Türkiye’nin farklı bölgelerinde kentsel dönüşüm süreci hız kazanırken, uzmanlar beton kalitesi ve taşıyıcı sistemin önemi konusunda kritik uyarılarda bulunuyor. Özellikle sahil kentlerinde 1980 öncesinde inşa edilen pek çok apartmanda ciddi riskler olduğu tespit ediliyor.
Deniz ve Dere Kumu Kullanımı Yaygın
Geçmiş yıllarda yapılan inşaatlarda deniz kumu ve dere kumu kullanımının yaygın olduğu biliniyor.

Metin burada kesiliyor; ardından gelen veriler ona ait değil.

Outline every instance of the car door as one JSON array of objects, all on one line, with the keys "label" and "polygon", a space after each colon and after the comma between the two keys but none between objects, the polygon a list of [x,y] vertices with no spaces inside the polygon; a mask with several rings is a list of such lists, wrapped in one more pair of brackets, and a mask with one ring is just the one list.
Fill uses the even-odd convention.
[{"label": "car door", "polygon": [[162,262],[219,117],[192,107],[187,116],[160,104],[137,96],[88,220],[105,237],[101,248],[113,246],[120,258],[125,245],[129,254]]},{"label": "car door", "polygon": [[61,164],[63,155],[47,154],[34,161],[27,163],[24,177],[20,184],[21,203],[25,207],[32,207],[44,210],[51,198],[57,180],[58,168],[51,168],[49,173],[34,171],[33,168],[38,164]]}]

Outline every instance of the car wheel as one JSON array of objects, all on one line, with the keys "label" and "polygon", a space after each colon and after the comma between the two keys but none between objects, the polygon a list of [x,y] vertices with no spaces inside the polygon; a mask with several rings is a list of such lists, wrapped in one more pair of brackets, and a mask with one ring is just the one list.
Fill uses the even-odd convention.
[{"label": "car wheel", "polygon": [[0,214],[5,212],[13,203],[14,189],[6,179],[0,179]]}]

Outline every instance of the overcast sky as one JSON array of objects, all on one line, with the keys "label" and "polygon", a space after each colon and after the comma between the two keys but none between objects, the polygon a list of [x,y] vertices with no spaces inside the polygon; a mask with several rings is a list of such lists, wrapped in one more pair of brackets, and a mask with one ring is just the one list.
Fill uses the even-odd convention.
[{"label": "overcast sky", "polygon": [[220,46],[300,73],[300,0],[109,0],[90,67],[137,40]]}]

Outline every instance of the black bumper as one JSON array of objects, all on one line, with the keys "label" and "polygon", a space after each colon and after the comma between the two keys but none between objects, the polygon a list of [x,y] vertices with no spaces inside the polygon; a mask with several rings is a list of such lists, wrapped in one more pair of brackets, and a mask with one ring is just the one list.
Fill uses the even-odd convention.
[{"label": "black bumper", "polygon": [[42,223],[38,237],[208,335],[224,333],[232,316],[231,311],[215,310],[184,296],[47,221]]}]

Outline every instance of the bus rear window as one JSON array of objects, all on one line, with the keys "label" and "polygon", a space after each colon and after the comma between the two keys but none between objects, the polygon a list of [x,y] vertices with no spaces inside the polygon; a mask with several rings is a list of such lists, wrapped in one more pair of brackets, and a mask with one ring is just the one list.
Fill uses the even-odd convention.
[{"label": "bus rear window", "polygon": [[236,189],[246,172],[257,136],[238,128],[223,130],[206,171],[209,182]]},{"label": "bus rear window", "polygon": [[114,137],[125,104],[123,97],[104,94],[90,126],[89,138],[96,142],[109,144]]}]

Yapılan teknik incelemeler bu malzeme hatasının, binaların dayanıklılığını büyük ölçüde düşürdüğünü ortaya koyuyor. Bazı bölgelerde yapılan testlerde yalnızca birkaç binanın sağlam çıktığı, bunun da deniz kumu kullanılmadan inşa edilen yapılar olduğu görülüyor.
Yapı Dayanıklılık Testlerinde Düşük MPa Değerleri
Yapılan ölçümlerde bazı binaların dayanıklılığı 11 MPa ve 12 MPa seviyesinde kalırken, aynı bölgelerdeki bazı yapılar yalnızca 6 MPa dayanıklılık gösterebiliyor. Bu değerler, mevcut yönetmelikler çerçevesinde söz konusu binaların riskli yapı kategorisine girmesine yol açıyor.
Bilimsel ve Hukuki Süreç
Riskli yapı tespitleri, lisanslı firmalar, üniversite temsilcileri ve ilgili kurumların uzmanlarından oluşan teknik heyetlerce yapılıyor. İtiraz süreçleri de yine aynı bilimsel ve hukuki çerçevede değerlendiriliyor. Resmiyeti olmayan belgeler ya da “gayriresmi rapor” niteliğindeki iddiaların geçerliliği bulunmuyor.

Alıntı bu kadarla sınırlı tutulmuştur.